Stopping early because of some sort of rating or result cutoff would screw up the confidence margins.
Take coin flipping.
Setting out for 1000 flips and stopping after 500 because you're bored is fine.
Setting out for 1000 flips and stopping once you have 20 more heads than tails is bad.
Comparing continuously till a cutoff is called 'sequential analysis'. It requires a different table that takes into account the larger likelihood of error, because you make many comparisons.
It was developed during WW2 and deemed so important that it was classified till '45.
John Major wrote:Comparing continuously till a cutoff is called 'sequential analysis'. It requires a different table that takes into account the larger likelihood of error, because you make many comparisons.
It was developed during WW2 and deemed so important that it was classified till '45.
Thats interesting ...
how could this idea be ported to chess engine testing? I think a lot of effort (time, computer resources that could be used of different tests) could be saved if we didn't have to run through the whole tournament in case of obvious differences.
Is there a way to determine the cutoff win-% after n played games in case we want to have an errorbar of say 1% ?
John Major wrote:Comparing continuously till a cutoff is called 'sequential analysis'. It requires a different table that takes into account the larger likelihood of error, because you make many comparisons.

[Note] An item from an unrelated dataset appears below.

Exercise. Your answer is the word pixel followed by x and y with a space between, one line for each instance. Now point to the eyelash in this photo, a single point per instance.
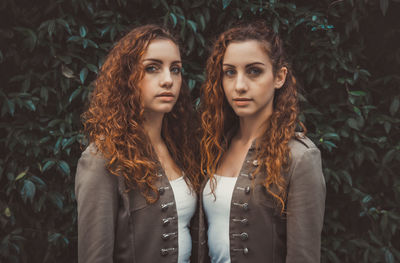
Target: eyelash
pixel 153 68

It was developed during WW2 and deemed so important that it was classified till '45.
Thats interesting ...
how could this idea be ported to chess engine testing? I think a lot of effort (time, computer resources that could be used of different tests) could be saved if we didn't have to run through the whole tournament in case of obvious differences.
Is there a way to determine the cutoff win-% after n played games in case we want to have an errorbar of say 1% ?
One thing you could do is play until one side is ahead by N points and this will automatically adjust resource usage based on how much confidence you need. But I don't know how to make the calculation to determine what N should be for a given confidence.
John Major wrote:Comparing continuously till a cutoff is called 'sequential analysis'. It requires a different table that takes into account the larger likelihood of error, because you make many comparisons.
It was developed during WW2 and deemed so important that it was classified till '45.
Thats interesting ...
how could this idea be ported to chess engine testing? I think a lot of effort (time, computer resources that could be used of different tests) could be saved if we didn't have to run through the whole tournament in case of obvious differences.
Is there a way to determine the cutoff win-% after n played games in case we want to have an errorbar of say 1% ?
One thing you could do is play until one side is ahead by N points and this will automatically adjust resource usage based on how much confidence you need. But I don't know how to make the calculation to determine what N should be for a given confidence.
I would imagine your N also depends on the number of games played sofar.